Alors parce que Max Ernst nous convie à la miraculeuse ascension, nos paupières deviennent des ailes, nos regards volent, plus rapides que le vent.

Le vent : Picasso, à sa gloire, de chaque pierre triste a fait jaillir les Arlequins et leurs soeurs cyclopéennes, et tout un monde endormi dans le secret des guitares, l’immortalité du bois en trompe-l'œil, les lettres d’un titre de journal.

Encore à la gloire du vent, Chirico a construit ses villes immuables, et je suis sûr que c’est en l’honneur de cet invisible que Max Ernst a peuplé de volantes créatures ses forêts. Fleurs sans joie, nos mains voudraient ressusciter au seuil d’une autre vie, car les voilà hantées du secret d’une création si simple mais si impérieuse qu’elles cherchent à caresser ce rêve, ce cheval qui galope sur les nuages.

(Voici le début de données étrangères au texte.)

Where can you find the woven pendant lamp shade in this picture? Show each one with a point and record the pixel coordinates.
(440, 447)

Max Ernst, sous le titre : " Histoire naturelle ", nous a présenté les terribles merveilles d’un univers dont notre semelle ne peut essayer d’écraser les secrets, plus grands que nous.

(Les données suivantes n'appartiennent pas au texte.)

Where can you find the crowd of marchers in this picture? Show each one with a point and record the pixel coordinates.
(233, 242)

Que les bûcherons, comme par le passé, coupent les arbres, les étoiles, dans les troncs des chênes, dont les ébénistes avaient coutume de faire le centre des guéridons, réintègrent l’éther et des petites tables tournent, astres autour de notre globe. Les araignées lasses de manger des mouches se repaissent de nos montagnes habituelles, et nous connaissons le règne des choses disproportionnées. La terre frémit et la mer invente des chansons nouvelles.

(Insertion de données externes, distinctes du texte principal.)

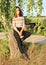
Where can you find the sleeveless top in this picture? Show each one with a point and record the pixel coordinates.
(18, 22)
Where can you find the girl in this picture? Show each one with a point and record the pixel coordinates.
(18, 26)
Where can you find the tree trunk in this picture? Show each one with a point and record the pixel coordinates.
(14, 50)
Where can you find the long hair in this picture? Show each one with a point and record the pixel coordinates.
(20, 14)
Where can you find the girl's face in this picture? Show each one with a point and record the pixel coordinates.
(17, 11)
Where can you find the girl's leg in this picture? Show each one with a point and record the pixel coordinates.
(26, 34)
(19, 41)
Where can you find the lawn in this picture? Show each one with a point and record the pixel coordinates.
(37, 56)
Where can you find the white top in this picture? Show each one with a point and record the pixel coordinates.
(18, 22)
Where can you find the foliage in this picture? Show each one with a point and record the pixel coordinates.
(4, 50)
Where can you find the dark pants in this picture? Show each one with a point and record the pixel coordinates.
(19, 41)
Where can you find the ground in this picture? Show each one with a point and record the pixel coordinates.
(37, 56)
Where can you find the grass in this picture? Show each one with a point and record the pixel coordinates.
(37, 56)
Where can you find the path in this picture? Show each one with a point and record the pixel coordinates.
(32, 38)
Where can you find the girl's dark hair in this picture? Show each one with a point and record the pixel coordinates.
(21, 14)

Toute flore, toute faune se métamorphosent. Le rideau du sommeil tombé sur l’ennui du vieux monde, se relève pour des surprises d’astres et de sable. Et nous regardons, vengés enfin des minutes lentes, des cœurs tièdes et des cerveaux raisonnables.

Univers imprévu, quels océans ont pu, jusqu’à ces bords, mener le peintre, navigateur du silence ? À cette question, Max Ernst répond par le nom trouvé pour l’un des plus surprenants de ses tableaux : " La Révolution,… La Nuit. "

La Révolution,… La Nuit.

Nous savons que l’esprit attentif aux contours, docile aux objets, soumis à leurs apparences, comme on lui a si longtemps conseillé d’être, n’aurait point de vie propre, et même, à vrai dire, n’existerait pas. André Breton ne nous rapporte-t-il pas, et non sans raison, dans le " Manifeste du Surréalisme ", que le poète Saint-Pol Roux avait écrit sur la porte de sa chambre à dormir, de sa chambre à rêver : " Le poète travaille " ?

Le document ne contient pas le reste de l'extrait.